We'll only use a subset of the training and testing datasets in this example. We'll only use 500 examples since this is a toy example. You'll want to increase the number to get better performance and evaluation.

The `train_test_split` method splits arrays or matrices into random train and test subsets.

```python PYTHON
num_examples = 500
df_sample = df.sample(num_examples)

sentences_train, sentences_test, labels_train, labels_test = train_test_split(
            list(df_sample[0]), list(df_sample[1]), test_size=0.25, random_state=0)


sentences_train = sentences_train[:95]
sentences_test = sentences_test[:95]

labels_train = labels_train[:95]
labels_test = labels_test[:95]
```

## 2. Set up the Cohere client and get the embeddings of the reviews

We're now ready to retrieve the embeddings from the API. You'll need your API key for this next cell. [Sign up to Cohere](https://dashboard.cohere.com/) and get one if you haven't yet.

```python PYTHON
model_name = "embed-v4.0"
api_key = ""

input_type = "classification"

co = cohere.Client(api_key)
```

```python PYTHON
embeddings_train = co.embed(texts=sentences_train,
                            model=model_name,
                            input_type=input_type
                            ).embeddings

embeddings_test = co.embed(texts=sentences_test,
                           model=model_name,
                           input_type=input_type
                            ).embeddings

```

Note that the ordering of the arguments is important. If you put `input_type` in before `model_name`, you'll get an error.

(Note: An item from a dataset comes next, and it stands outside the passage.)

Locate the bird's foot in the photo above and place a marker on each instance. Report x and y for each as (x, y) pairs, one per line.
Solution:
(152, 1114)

We now have two sets of embeddings, `embeddings_train` contains the embeddings of the training sentences while `embeddings_test` contains the embeddings of the testing sentences.

Curious what an embedding looks like? We can print it:

```python PYTHON
print(f"Review text: {sentences_train[0]}")
print(f"Embedding vector: {embeddings_train[0][:10]}")
```

```
Review text: the script was reportedly rewritten a dozen times either 11 times too many or else too few
Embedding vector: [1.1531117, -0.8543223, -1.2496399, -0.28317127, -0.75870246, 0.5373464, 0.63233083, 0.5766576, 1.8336298, 0.44203663]
```

## 3. Train a classifier using the training set

Now that we have the embedding, we can train our classifier. We'll use an SVM from sklearn.

```python PYTHON
from sklearn.svm import SVC
from sklearn.pipeline import make_pipeline
from sklearn.preprocessing import StandardScaler


svm_classifier = make_pipeline(StandardScaler(), SVC(class_weight='balanced'))

svm_classifier.fit(embeddings_train, labels_train)

```

```
Pipeline(steps=[('standardscaler', StandardScaler()),
                ('svc', SVC(class_weight='balanced'))])
```

## 4. Evaluate the performance of the classifier on the testing set

```python PYTHON
score = svm_classifier.score(embeddings_test, labels_test)
print(f"Validation accuracy on is {100*score}%!")
```

```
Validation accuracy on Large is 91.2%!
```

You may get a slightly different number when you run this code.

This was a small scale example, meant as a proof of concept and designed to illustrate how you can build a custom classifier quickly using a small amount of labelled data and Cohere's embeddings. Increase the number of training examples to achieve better performance on this task.